Если это письмо не искреннее предостережение, значит, оно является частью разработанного ими плана, и тогда мне трудно понять, как этот план сработает. Я не мог забыть, какое выражение было в глазах Хорька, предупреждавшего меня о девушке с родинкой на левой руке. А потом прозвучали те выстрелы… Я думал и думал обо всем этом, но рано или поздно работе человеческой мысли наступает предел, и тогда мысли начинают вращаться по кругу.
Это очень опасно, потому что, когда приходит время действовать, мозг отказывается работать. Я предпочитаю спокойно ждать, как будут развиваться события, чтобы получить дополнительную информацию. В таких случаях мой мозг восприимчив, свеж, и я готов встретить опасность лицом к лицу.
Прошло еще три дня, и в утренней газете я прочел о смерти Стэнли Брандиджа. Полстраницы занимал панегирик — описание жизни и деятельности усопшего. Я, не останавливаясь, прочел его до конца, после чего лег в постель, чтобы хорошенько выспаться.
Ближе к вечеру позвонил Колби:
— Мне нужно увидеться с вами, Дженкинс. Можете прийти ко мне в контору?
Я усмехнулся про себя — он не держал конторы, во всяком случае под именем Колби.
— Хотя… может, мне самому зайти к вам? — быстро прибавил он. — Я мог бы прийти прямо сейчас, дело не терпит отлагательства.
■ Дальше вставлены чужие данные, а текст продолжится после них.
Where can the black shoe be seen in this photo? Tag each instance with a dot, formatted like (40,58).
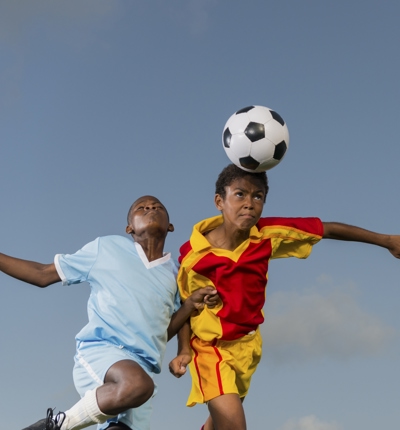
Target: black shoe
(48,423)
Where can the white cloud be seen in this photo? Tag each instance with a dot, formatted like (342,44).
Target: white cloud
(320,322)
(310,422)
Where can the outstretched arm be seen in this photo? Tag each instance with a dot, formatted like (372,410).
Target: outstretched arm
(339,231)
(41,275)
(178,365)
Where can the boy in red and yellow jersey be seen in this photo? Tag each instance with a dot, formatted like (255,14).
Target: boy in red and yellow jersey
(231,252)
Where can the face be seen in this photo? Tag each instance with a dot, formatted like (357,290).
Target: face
(148,214)
(243,204)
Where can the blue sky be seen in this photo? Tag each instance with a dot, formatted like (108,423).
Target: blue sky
(103,101)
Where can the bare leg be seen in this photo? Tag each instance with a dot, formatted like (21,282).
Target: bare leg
(126,386)
(226,413)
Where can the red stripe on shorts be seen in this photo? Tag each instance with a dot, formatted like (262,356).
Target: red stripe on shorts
(196,355)
(217,369)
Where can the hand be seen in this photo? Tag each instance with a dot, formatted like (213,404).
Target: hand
(178,365)
(394,245)
(204,296)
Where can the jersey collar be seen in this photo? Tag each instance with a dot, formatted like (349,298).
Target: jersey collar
(200,243)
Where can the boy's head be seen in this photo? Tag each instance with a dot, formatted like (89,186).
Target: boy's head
(231,172)
(240,197)
(148,216)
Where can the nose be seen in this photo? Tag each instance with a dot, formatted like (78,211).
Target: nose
(248,202)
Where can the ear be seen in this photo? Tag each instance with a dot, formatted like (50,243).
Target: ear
(218,201)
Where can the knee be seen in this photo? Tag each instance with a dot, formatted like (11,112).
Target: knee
(134,392)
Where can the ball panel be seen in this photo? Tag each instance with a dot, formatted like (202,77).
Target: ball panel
(275,132)
(255,131)
(280,150)
(226,138)
(240,145)
(263,150)
(267,165)
(277,117)
(260,114)
(246,109)
(237,123)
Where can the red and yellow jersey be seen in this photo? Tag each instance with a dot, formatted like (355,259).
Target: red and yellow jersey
(240,276)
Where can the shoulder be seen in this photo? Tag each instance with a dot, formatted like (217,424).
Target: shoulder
(113,242)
— Хорошо, — сказал я и повесил трубку.
Через десять минут он, беспрестанно облизывая губы, уже стоял на пороге моей квартиры — нервный, возбужденный, с моргающими слезящимися глазами и дергающимся носом.
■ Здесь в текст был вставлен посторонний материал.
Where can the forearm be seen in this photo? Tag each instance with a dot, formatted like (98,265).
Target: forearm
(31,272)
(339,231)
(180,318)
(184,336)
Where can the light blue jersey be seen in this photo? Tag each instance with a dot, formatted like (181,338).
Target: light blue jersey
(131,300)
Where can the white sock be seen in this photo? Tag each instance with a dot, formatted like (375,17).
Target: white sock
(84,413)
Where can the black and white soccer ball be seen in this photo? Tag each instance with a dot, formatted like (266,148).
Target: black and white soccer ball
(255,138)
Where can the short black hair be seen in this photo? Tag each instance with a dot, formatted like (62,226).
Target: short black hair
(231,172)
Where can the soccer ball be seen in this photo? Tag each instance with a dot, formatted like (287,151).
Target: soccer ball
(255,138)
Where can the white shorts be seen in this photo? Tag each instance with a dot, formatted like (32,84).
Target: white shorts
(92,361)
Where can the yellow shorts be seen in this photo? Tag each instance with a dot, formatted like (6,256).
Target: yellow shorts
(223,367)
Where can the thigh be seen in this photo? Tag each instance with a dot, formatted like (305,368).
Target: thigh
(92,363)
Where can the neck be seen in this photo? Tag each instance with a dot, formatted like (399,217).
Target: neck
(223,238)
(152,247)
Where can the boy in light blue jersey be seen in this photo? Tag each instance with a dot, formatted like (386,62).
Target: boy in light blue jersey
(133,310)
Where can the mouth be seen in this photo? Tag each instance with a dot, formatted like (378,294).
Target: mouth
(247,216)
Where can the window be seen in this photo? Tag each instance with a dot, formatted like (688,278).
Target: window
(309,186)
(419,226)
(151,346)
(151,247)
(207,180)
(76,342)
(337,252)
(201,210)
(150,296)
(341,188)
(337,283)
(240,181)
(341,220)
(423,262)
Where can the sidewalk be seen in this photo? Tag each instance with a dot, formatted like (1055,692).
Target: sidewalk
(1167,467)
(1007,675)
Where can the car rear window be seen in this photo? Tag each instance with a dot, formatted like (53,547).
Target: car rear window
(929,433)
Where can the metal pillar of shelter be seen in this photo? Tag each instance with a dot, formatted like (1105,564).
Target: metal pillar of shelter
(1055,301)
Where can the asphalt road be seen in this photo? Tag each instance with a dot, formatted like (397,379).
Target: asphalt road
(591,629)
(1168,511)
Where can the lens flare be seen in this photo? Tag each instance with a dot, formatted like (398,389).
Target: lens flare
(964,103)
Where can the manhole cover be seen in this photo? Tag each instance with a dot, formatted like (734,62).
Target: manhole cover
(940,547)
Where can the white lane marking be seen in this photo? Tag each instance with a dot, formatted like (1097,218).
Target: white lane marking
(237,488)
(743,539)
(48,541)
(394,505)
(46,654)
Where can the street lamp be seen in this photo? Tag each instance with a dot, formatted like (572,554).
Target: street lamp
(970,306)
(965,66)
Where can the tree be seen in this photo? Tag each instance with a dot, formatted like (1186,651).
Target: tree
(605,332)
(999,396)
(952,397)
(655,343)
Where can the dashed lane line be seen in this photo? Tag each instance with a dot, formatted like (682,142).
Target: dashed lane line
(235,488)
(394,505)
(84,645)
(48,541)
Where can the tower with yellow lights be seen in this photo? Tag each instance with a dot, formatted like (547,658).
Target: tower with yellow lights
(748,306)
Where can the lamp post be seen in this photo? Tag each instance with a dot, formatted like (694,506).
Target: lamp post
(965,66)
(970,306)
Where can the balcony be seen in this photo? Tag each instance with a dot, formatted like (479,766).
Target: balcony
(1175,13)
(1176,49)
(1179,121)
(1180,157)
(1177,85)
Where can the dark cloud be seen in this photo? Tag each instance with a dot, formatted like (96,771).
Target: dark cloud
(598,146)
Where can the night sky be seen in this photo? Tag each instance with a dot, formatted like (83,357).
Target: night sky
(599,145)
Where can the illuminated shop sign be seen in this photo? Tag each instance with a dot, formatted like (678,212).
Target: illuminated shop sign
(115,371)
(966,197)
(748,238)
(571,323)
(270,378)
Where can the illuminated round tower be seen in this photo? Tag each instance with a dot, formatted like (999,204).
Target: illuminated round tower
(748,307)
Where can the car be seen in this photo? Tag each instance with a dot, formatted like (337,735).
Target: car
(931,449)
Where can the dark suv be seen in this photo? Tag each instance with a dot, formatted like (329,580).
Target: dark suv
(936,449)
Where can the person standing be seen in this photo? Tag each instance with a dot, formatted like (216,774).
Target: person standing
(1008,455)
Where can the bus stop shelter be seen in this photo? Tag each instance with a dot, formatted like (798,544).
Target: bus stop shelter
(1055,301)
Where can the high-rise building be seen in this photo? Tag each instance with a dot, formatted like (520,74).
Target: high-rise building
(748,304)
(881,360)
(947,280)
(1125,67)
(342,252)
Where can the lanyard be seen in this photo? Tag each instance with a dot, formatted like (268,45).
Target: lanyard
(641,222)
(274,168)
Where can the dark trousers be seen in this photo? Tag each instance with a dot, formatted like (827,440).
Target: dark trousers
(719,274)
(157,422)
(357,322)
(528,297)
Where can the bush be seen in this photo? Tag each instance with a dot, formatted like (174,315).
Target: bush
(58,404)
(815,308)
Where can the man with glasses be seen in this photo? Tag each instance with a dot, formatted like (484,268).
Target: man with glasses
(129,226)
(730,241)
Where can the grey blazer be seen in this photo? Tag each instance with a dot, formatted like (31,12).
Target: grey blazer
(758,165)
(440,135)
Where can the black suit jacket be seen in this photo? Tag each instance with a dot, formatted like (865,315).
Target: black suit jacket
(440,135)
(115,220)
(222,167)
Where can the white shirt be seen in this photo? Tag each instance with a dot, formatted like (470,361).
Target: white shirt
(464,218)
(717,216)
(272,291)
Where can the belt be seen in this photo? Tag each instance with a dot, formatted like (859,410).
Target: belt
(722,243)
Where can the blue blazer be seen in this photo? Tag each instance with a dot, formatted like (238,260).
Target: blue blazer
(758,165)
— Дженкинс, я очень спешу и не могу сейчас объясняться, однако мне известно, что в награду за вашу работу вам были обещаны некие бумаги. Так вот, я только что узнал, что вас обманули. Приходите сегодня вечером ко мне домой, и мы во всем разберемся. Ведь вы выполняли эту работу по моему заказу, и я, в известной степени, считаю себя ответственным и хочу, чтобы вы получили интересующие вас бумаги. Во всяком случае, я мог бы дать вам кое-какую полезную информацию.
Я бросил на него быстрый взгляд, изобразив на лице немалое удивление:
— Вот как? А я думал, они все здесь.
Он покачал головой, поправил свой дикий галстук и пригладил напомаженные волосы. Вид у него был довольный. По-моему, он считал меня этаким тупым болваном, который если в чем и смыслит, так только в открывании сейфов.
— Нет, вас пытались надуть. Приходите ко мне сегодня в девять вечера, и я кое-что расскажу вам.
Я взял карандаш и раскрыл записную книжку:
— Так где это?
— Саут-Хэмпширд, 3425, — проговорил он, глядя на меня пристальным взглядом ястреба.
С самым что ни на есть невинным видом я записал адрес. По моему лицу не пробежало ни тени подозрения, хотя я сразу понял, что он дал мне адрес Л.А. Дэниэлса.